Today there are a few more houses and a couple more streets. But the square now has half a dozen cars and a batch of motorcycle taxis that can spin a passenger to Guarabira on a new metalled road in barely five minutes. There are two small supermarkets, a bank, a post office, two dispensaries selling generic medicines and an agricultural advisor, marketing advice and new seeds to the peasants. There is a clinic with a resident doctor who tells me that the children very rarely die these days. Next door there is a primary school bursting with young, happy faces and copy books open at a map of Europe which they have just drawn. (I remember last time, out walking with Valéria, a peasant asked her what was that I was talking. He had never heard a foreign language before and did not know that such a thing existed.)

I am invited in by the deputy mayor. Her house has a flush toilet and running water.

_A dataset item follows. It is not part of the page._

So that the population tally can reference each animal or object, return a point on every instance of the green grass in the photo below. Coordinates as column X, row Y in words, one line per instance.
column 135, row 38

She tells me half the village has these facilities.  She takes me to the village's pride and joy- a little town hall, a converted shop front, with a simple square of tables for the elected councilors and six rows of chairs for those who want to see how democracy is done. 

Seventeen years ago Pilõezinhos seemed struck by the somnolence of exhaustion.  Even the religious festivals were no longer celebrated. Today the streets are full and the shops are bustling.

"So all this happened before Lula became president?" I ask Valéria. She smiles at me, amused at my naiveté. "Lula has been on the scene and pushing this country hard for nearly 30 years", she says, "And we in the Church did our bit too".

As we drove away I add: "and all without a shot being fired. Not bad!"